Se puede hablar y hablar sobre el hambre y no transmitir nada. Se pueden leer datos y difundirlos: la agricultura mundial podría alimentar a 12.000 millones personas, somos 7.000 millones y 900 pasan hambre, no es una fatalidad, es un escándalo. Se puede gritar que hay empresas y gobiernos que se lucran con el hambre de muchos de esos 900 millones y aun así no despertar más que un pasajero mosqueo, un emoticono de facebook olvidado a los dos minutos. Se puede decir que el tema no es el hambre, son las personas que lo sufren, pero seguimos sin entenderlo, sin sentirnos involucrados en el problema. Ya apenas vemos hambrunas en la tele, que si bien no conseguían oleadas de empatía, al menos ponían una imagen al sufrimiento de tanta gente. Apenas hay hambrunas, y sin embargo lo peor del hambre no son los desastres ocasionales provocados por una guerra, una sequía o un tirano. Lo dramático, lo que no aparece en las noticias porque no es novedoso, es la malnutrición estructural provocada por la burocracia y la especulación, por unos estados ricos que se encogen de hombros, como todos nosotros, protegidos por la terminología abstracta y sus despachos, mientras millones de personas enferman y mueren de hambre. La malnutrición estructural es crónica. No aparece en las noticias porque no es noticia. Pertenece a millones de vidas cotidianas.

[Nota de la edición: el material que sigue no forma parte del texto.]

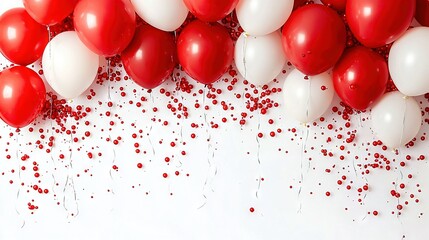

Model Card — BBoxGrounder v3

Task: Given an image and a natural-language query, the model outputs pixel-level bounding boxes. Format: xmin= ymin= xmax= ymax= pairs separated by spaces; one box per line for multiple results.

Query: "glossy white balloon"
xmin=283 ymin=69 xmax=334 ymax=123
xmin=389 ymin=27 xmax=429 ymax=96
xmin=236 ymin=0 xmax=294 ymax=36
xmin=234 ymin=31 xmax=286 ymax=86
xmin=131 ymin=0 xmax=188 ymax=31
xmin=42 ymin=31 xmax=99 ymax=99
xmin=371 ymin=91 xmax=422 ymax=149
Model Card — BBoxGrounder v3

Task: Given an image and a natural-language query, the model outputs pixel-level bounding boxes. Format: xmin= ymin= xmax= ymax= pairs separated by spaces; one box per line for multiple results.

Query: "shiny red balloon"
xmin=0 ymin=66 xmax=46 ymax=128
xmin=282 ymin=4 xmax=346 ymax=76
xmin=74 ymin=0 xmax=136 ymax=56
xmin=177 ymin=20 xmax=233 ymax=85
xmin=333 ymin=46 xmax=388 ymax=111
xmin=0 ymin=8 xmax=49 ymax=66
xmin=346 ymin=0 xmax=415 ymax=48
xmin=122 ymin=25 xmax=177 ymax=89
xmin=320 ymin=0 xmax=346 ymax=11
xmin=183 ymin=0 xmax=239 ymax=22
xmin=23 ymin=0 xmax=78 ymax=26
xmin=416 ymin=0 xmax=429 ymax=27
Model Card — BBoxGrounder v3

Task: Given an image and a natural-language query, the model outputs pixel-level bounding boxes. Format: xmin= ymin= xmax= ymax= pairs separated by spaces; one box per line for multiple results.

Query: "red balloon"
xmin=293 ymin=0 xmax=307 ymax=10
xmin=333 ymin=46 xmax=388 ymax=111
xmin=122 ymin=25 xmax=177 ymax=89
xmin=346 ymin=0 xmax=415 ymax=48
xmin=0 ymin=8 xmax=49 ymax=66
xmin=282 ymin=4 xmax=346 ymax=76
xmin=23 ymin=0 xmax=78 ymax=26
xmin=74 ymin=0 xmax=136 ymax=56
xmin=183 ymin=0 xmax=239 ymax=22
xmin=177 ymin=20 xmax=233 ymax=85
xmin=0 ymin=66 xmax=46 ymax=128
xmin=416 ymin=0 xmax=429 ymax=27
xmin=320 ymin=0 xmax=346 ymax=11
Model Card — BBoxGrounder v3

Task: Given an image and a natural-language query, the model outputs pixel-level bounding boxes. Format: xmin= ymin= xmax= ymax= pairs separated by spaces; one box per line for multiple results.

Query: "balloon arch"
xmin=0 ymin=0 xmax=428 ymax=149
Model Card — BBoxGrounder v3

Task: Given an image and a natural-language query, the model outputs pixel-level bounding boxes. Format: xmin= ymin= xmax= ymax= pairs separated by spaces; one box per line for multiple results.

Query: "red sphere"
xmin=346 ymin=0 xmax=415 ymax=48
xmin=282 ymin=4 xmax=346 ymax=75
xmin=0 ymin=8 xmax=48 ymax=65
xmin=122 ymin=25 xmax=176 ymax=89
xmin=177 ymin=20 xmax=233 ymax=85
xmin=0 ymin=67 xmax=46 ymax=128
xmin=23 ymin=0 xmax=78 ymax=25
xmin=333 ymin=46 xmax=388 ymax=111
xmin=74 ymin=0 xmax=136 ymax=56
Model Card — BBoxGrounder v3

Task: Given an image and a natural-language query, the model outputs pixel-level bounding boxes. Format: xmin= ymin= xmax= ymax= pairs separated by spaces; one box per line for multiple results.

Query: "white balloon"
xmin=236 ymin=0 xmax=294 ymax=36
xmin=371 ymin=91 xmax=422 ymax=149
xmin=131 ymin=0 xmax=188 ymax=32
xmin=42 ymin=31 xmax=99 ymax=99
xmin=234 ymin=31 xmax=286 ymax=86
xmin=283 ymin=69 xmax=335 ymax=123
xmin=389 ymin=27 xmax=429 ymax=96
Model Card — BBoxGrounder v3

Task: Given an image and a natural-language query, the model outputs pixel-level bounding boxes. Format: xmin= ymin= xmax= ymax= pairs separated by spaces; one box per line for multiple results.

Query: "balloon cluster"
xmin=0 ymin=0 xmax=428 ymax=149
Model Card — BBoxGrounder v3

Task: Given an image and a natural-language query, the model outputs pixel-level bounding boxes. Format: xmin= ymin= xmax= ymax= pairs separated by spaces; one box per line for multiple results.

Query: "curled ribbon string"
xmin=147 ymin=91 xmax=156 ymax=159
xmin=395 ymin=96 xmax=408 ymax=213
xmin=106 ymin=58 xmax=117 ymax=196
xmin=297 ymin=77 xmax=312 ymax=213
xmin=242 ymin=33 xmax=248 ymax=81
xmin=392 ymin=97 xmax=407 ymax=238
xmin=240 ymin=33 xmax=248 ymax=131
xmin=198 ymin=85 xmax=216 ymax=209
xmin=354 ymin=112 xmax=368 ymax=209
xmin=15 ymin=130 xmax=25 ymax=228
xmin=48 ymin=96 xmax=59 ymax=211
xmin=297 ymin=123 xmax=309 ymax=213
xmin=174 ymin=73 xmax=184 ymax=169
xmin=47 ymin=26 xmax=52 ymax=60
xmin=353 ymin=112 xmax=360 ymax=178
xmin=63 ymin=130 xmax=79 ymax=220
xmin=255 ymin=87 xmax=262 ymax=200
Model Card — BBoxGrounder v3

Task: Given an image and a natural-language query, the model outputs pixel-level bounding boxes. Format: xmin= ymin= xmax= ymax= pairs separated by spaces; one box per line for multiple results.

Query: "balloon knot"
xmin=402 ymin=96 xmax=409 ymax=100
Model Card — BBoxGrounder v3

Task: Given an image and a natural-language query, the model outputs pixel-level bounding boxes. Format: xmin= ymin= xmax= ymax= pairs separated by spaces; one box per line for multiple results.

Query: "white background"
xmin=1 ymin=1 xmax=429 ymax=239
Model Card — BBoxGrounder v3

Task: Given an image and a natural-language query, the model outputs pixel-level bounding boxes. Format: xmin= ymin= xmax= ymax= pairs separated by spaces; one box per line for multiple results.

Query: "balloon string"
xmin=63 ymin=131 xmax=79 ymax=220
xmin=47 ymin=26 xmax=52 ymax=61
xmin=174 ymin=73 xmax=184 ymax=169
xmin=392 ymin=153 xmax=406 ymax=239
xmin=242 ymin=33 xmax=248 ymax=80
xmin=297 ymin=77 xmax=312 ymax=212
xmin=255 ymin=87 xmax=262 ymax=200
xmin=353 ymin=113 xmax=360 ymax=178
xmin=297 ymin=123 xmax=309 ymax=213
xmin=238 ymin=33 xmax=249 ymax=132
xmin=398 ymin=97 xmax=408 ymax=151
xmin=305 ymin=79 xmax=311 ymax=173
xmin=358 ymin=111 xmax=363 ymax=128
xmin=106 ymin=58 xmax=116 ymax=196
xmin=148 ymin=91 xmax=156 ymax=158
xmin=393 ymin=97 xmax=407 ymax=221
xmin=198 ymin=85 xmax=216 ymax=209
xmin=107 ymin=58 xmax=112 ymax=101
xmin=354 ymin=112 xmax=369 ymax=210
xmin=306 ymin=78 xmax=311 ymax=121
xmin=49 ymin=96 xmax=59 ymax=210
xmin=15 ymin=130 xmax=25 ymax=228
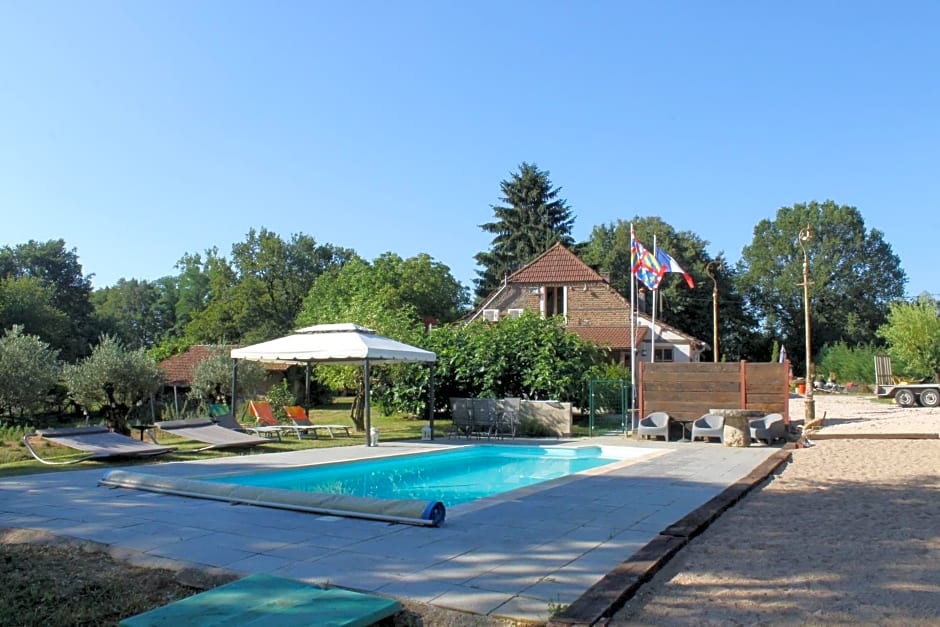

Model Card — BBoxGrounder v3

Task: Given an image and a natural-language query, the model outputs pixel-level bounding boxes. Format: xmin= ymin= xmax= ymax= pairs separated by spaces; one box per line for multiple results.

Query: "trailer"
xmin=874 ymin=355 xmax=940 ymax=407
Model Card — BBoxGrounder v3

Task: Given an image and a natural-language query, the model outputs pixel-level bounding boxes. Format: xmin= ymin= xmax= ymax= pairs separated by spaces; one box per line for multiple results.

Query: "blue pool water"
xmin=205 ymin=445 xmax=647 ymax=506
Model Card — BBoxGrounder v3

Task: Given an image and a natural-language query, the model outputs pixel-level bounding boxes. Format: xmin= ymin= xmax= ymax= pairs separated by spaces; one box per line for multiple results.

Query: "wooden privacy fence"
xmin=639 ymin=361 xmax=790 ymax=424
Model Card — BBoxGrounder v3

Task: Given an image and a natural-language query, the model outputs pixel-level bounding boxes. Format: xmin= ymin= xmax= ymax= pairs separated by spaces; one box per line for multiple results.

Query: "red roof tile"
xmin=160 ymin=345 xmax=216 ymax=386
xmin=570 ymin=326 xmax=648 ymax=351
xmin=508 ymin=243 xmax=602 ymax=285
xmin=159 ymin=344 xmax=288 ymax=386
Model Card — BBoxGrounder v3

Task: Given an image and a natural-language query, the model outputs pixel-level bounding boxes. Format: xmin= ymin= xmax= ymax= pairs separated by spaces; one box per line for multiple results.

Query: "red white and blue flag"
xmin=654 ymin=246 xmax=695 ymax=289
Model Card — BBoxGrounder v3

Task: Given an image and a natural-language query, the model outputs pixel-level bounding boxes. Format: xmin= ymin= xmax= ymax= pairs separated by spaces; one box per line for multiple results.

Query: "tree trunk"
xmin=350 ymin=387 xmax=365 ymax=431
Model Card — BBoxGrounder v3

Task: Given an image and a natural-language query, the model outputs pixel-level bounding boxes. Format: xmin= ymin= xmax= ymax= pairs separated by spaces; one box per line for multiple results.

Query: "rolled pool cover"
xmin=99 ymin=469 xmax=446 ymax=527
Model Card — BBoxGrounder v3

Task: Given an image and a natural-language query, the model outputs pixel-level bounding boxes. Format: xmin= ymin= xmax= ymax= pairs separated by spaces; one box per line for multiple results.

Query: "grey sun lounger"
xmin=23 ymin=426 xmax=175 ymax=465
xmin=154 ymin=418 xmax=270 ymax=451
xmin=210 ymin=413 xmax=285 ymax=441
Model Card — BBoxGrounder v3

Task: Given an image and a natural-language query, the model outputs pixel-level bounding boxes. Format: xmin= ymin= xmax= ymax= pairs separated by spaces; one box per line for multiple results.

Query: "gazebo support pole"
xmin=305 ymin=362 xmax=311 ymax=410
xmin=230 ymin=359 xmax=239 ymax=419
xmin=363 ymin=360 xmax=373 ymax=446
xmin=428 ymin=364 xmax=435 ymax=440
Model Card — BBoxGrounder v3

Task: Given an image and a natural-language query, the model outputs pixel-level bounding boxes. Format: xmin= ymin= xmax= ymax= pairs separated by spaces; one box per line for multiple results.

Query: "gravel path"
xmin=607 ymin=394 xmax=940 ymax=626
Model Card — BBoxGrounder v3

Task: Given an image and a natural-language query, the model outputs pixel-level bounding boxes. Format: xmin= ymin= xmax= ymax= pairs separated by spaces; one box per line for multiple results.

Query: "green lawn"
xmin=0 ymin=398 xmax=434 ymax=478
xmin=0 ymin=397 xmax=601 ymax=478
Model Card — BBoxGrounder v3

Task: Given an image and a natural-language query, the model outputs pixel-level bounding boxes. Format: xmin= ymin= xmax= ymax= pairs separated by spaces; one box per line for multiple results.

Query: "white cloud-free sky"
xmin=2 ymin=1 xmax=937 ymax=298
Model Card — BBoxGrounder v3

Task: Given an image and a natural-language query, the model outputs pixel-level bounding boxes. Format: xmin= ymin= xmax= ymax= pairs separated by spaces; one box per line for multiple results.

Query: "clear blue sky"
xmin=2 ymin=1 xmax=937 ymax=298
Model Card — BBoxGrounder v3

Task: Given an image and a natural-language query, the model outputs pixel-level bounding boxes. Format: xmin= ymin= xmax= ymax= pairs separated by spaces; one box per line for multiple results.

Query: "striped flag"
xmin=631 ymin=229 xmax=663 ymax=290
xmin=654 ymin=246 xmax=695 ymax=289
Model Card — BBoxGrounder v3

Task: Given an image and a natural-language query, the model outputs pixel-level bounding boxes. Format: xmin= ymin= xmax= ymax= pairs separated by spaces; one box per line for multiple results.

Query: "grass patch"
xmin=0 ymin=533 xmax=204 ymax=627
xmin=0 ymin=398 xmax=448 ymax=478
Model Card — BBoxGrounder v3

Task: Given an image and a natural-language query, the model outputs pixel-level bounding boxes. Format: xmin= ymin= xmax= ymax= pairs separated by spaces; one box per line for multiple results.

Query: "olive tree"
xmin=0 ymin=325 xmax=61 ymax=422
xmin=191 ymin=346 xmax=267 ymax=412
xmin=62 ymin=335 xmax=164 ymax=435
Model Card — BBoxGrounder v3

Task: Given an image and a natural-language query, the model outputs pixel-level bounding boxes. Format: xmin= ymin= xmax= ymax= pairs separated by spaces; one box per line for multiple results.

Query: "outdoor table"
xmin=708 ymin=409 xmax=764 ymax=447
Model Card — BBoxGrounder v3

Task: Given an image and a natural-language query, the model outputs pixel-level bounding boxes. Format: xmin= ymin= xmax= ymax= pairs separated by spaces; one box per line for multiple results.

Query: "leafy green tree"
xmin=0 ymin=276 xmax=71 ymax=351
xmin=374 ymin=253 xmax=470 ymax=324
xmin=62 ymin=335 xmax=164 ymax=434
xmin=296 ymin=256 xmax=433 ymax=427
xmin=92 ymin=278 xmax=175 ymax=350
xmin=737 ymin=200 xmax=906 ymax=371
xmin=424 ymin=313 xmax=606 ymax=409
xmin=877 ymin=296 xmax=940 ymax=381
xmin=579 ymin=217 xmax=760 ymax=360
xmin=0 ymin=325 xmax=61 ymax=422
xmin=179 ymin=248 xmax=241 ymax=344
xmin=171 ymin=251 xmax=213 ymax=334
xmin=0 ymin=239 xmax=96 ymax=360
xmin=474 ymin=163 xmax=574 ymax=300
xmin=184 ymin=229 xmax=355 ymax=344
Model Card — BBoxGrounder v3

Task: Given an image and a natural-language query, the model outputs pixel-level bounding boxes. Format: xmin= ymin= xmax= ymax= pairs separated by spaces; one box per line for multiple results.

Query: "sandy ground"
xmin=608 ymin=393 xmax=940 ymax=626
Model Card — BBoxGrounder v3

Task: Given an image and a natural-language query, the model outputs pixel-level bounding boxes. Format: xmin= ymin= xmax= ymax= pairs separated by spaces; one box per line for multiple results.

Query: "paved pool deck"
xmin=0 ymin=436 xmax=787 ymax=624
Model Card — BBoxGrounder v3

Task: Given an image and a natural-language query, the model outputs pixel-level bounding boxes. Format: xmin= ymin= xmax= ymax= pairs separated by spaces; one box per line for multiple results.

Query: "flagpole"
xmin=651 ymin=235 xmax=657 ymax=363
xmin=629 ymin=223 xmax=637 ymax=434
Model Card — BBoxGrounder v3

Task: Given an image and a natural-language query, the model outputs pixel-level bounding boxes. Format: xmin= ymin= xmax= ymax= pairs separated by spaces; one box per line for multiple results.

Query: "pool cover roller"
xmin=99 ymin=469 xmax=446 ymax=527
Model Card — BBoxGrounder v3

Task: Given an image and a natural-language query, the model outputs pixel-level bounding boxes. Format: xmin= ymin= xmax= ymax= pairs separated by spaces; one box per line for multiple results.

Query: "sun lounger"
xmin=154 ymin=418 xmax=269 ymax=451
xmin=248 ymin=401 xmax=317 ymax=439
xmin=210 ymin=412 xmax=284 ymax=441
xmin=285 ymin=405 xmax=352 ymax=438
xmin=23 ymin=426 xmax=174 ymax=465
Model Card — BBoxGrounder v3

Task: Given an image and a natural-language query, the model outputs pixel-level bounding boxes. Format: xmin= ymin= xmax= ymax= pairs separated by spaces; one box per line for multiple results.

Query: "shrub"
xmin=264 ymin=379 xmax=295 ymax=421
xmin=817 ymin=342 xmax=879 ymax=385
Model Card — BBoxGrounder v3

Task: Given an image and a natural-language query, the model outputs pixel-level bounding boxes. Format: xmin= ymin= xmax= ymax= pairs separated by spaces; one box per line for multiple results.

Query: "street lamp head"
xmin=705 ymin=260 xmax=724 ymax=278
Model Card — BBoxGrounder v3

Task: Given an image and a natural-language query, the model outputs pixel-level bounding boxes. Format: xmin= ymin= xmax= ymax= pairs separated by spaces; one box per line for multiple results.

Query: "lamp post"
xmin=798 ymin=225 xmax=815 ymax=422
xmin=705 ymin=260 xmax=722 ymax=362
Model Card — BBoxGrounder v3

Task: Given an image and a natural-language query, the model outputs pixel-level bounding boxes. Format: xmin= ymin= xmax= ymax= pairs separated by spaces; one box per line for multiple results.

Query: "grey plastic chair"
xmin=637 ymin=411 xmax=671 ymax=441
xmin=749 ymin=413 xmax=787 ymax=445
xmin=470 ymin=398 xmax=497 ymax=439
xmin=493 ymin=397 xmax=521 ymax=439
xmin=690 ymin=413 xmax=725 ymax=443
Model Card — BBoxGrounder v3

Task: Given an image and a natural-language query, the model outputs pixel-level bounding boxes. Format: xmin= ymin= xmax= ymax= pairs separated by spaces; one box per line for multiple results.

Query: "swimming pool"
xmin=99 ymin=444 xmax=657 ymax=526
xmin=203 ymin=444 xmax=650 ymax=506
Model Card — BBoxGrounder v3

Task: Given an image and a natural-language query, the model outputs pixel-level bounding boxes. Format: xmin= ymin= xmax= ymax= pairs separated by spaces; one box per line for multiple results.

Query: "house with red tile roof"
xmin=467 ymin=243 xmax=706 ymax=364
xmin=159 ymin=344 xmax=290 ymax=389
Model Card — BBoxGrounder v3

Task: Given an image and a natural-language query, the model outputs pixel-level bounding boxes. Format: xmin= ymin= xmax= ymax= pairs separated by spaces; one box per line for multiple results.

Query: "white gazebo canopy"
xmin=230 ymin=323 xmax=437 ymax=365
xmin=230 ymin=323 xmax=437 ymax=445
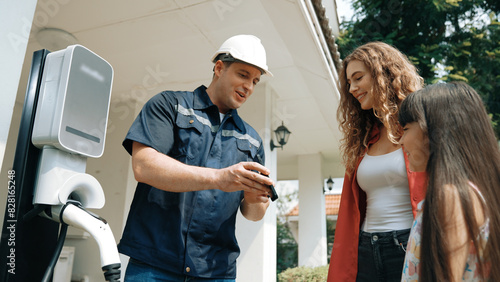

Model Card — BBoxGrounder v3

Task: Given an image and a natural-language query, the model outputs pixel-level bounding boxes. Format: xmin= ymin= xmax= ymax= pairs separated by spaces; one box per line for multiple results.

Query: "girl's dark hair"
xmin=399 ymin=82 xmax=500 ymax=281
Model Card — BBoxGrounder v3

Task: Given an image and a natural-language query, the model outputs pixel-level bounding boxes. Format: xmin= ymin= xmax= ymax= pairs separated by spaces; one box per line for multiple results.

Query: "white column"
xmin=0 ymin=1 xmax=38 ymax=172
xmin=118 ymin=100 xmax=143 ymax=280
xmin=236 ymin=83 xmax=277 ymax=282
xmin=298 ymin=154 xmax=327 ymax=267
xmin=0 ymin=0 xmax=38 ymax=225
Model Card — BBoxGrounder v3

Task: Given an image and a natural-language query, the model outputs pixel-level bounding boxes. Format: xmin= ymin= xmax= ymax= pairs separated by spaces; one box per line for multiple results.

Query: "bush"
xmin=276 ymin=220 xmax=298 ymax=274
xmin=277 ymin=265 xmax=329 ymax=282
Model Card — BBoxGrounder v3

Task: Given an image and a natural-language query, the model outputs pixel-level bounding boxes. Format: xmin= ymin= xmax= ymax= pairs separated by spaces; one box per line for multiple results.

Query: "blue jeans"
xmin=356 ymin=229 xmax=410 ymax=282
xmin=124 ymin=259 xmax=236 ymax=282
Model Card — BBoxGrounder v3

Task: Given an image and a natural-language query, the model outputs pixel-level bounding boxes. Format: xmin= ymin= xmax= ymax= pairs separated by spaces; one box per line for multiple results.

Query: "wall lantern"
xmin=324 ymin=176 xmax=334 ymax=194
xmin=270 ymin=122 xmax=291 ymax=151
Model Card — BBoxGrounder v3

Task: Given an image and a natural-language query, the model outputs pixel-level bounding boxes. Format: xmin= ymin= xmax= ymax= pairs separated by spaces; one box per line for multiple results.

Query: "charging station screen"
xmin=59 ymin=46 xmax=113 ymax=157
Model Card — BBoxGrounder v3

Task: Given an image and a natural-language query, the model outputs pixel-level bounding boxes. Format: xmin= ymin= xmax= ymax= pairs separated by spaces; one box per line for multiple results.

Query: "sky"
xmin=336 ymin=0 xmax=355 ymax=23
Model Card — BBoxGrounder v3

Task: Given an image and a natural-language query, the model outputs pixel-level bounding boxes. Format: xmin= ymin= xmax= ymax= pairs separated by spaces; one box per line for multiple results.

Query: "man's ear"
xmin=213 ymin=60 xmax=224 ymax=77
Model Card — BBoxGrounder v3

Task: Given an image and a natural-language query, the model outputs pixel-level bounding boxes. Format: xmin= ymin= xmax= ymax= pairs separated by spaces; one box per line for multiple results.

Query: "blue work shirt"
xmin=118 ymin=85 xmax=265 ymax=279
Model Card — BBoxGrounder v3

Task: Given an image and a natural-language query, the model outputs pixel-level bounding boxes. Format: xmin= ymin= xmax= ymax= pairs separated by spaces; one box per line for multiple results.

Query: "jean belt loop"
xmin=392 ymin=230 xmax=399 ymax=246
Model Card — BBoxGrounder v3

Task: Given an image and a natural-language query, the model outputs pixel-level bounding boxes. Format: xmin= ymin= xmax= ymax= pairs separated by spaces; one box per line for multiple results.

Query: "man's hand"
xmin=217 ymin=162 xmax=274 ymax=195
xmin=243 ymin=190 xmax=270 ymax=204
xmin=216 ymin=162 xmax=273 ymax=221
xmin=241 ymin=190 xmax=271 ymax=221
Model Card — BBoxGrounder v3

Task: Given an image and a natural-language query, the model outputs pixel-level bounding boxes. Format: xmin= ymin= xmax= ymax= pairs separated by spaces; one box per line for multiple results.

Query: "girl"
xmin=399 ymin=82 xmax=500 ymax=281
xmin=327 ymin=42 xmax=427 ymax=282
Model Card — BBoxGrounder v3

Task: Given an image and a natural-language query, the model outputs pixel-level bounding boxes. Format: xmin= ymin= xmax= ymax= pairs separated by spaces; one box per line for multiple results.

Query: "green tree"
xmin=326 ymin=219 xmax=335 ymax=263
xmin=337 ymin=0 xmax=500 ymax=136
xmin=276 ymin=220 xmax=298 ymax=274
xmin=276 ymin=185 xmax=298 ymax=275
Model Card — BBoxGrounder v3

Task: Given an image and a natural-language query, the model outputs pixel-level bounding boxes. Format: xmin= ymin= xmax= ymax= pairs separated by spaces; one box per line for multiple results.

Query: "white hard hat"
xmin=211 ymin=34 xmax=273 ymax=77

Y se puede evitar. 

La pregunta de Martín Caparrós es sencilla: "¿cómo carajo conseguimos vivir sabiendo que pasan estas cosas?"

Vivimos tranquilos. Preocupados por pequeñeces, incomodidades mínimas que agigantamos para sentirnos menos insignificantes. Para fingir que nos pasa algo. Pero no. Trabajamos. Comemos con la familia. Cenamos con amigos. Dormimos nuestras ocho horas. Desayunamos. Comemos. Comemos todo lo bien que elegimos comer. Y el hambre es una palabra. Seis letras. Un encogimiento de hombros, una duda (pasta o filete) que se resuelve abriendo la nevera. Y como no sostenemos la mirada de un niño famélico, como no entrevistamos a Aisha para escuchar su historia de las dos vacas, vivimos bien, con emoticonos de autoayuda en redes sociales. Tranquilos. Bien. 

Hasta que llega este ensayo, esta crónica personal, esta denuncia apasionada en forma de obra de arte literaria, y la palabra hambre explota. Se despoja de su disfraz, de las capas de significados superfluos y aparece ante ti, violenta y aterradora. Y explota. Explota en cada capítulo, en cada frase que duele y que quieres copiar para enseñársela a alguien, mira, mira, mira. Explota en cada dato, nombre, anécdota. Explota y sabes que ya no volverás a vestirla con los disfraces hipócritas y ofensivos de siempre. Explota. Y algo ha cambiado, una palabra nueva, una realidad nueva se abre paso en tu cabeza, el hambre ya es otra cosa, mucho más fea, mucho más insoportable, ahora el hambre golpea, ahora se mueve dentro de ti, busca, escarba y encuentra.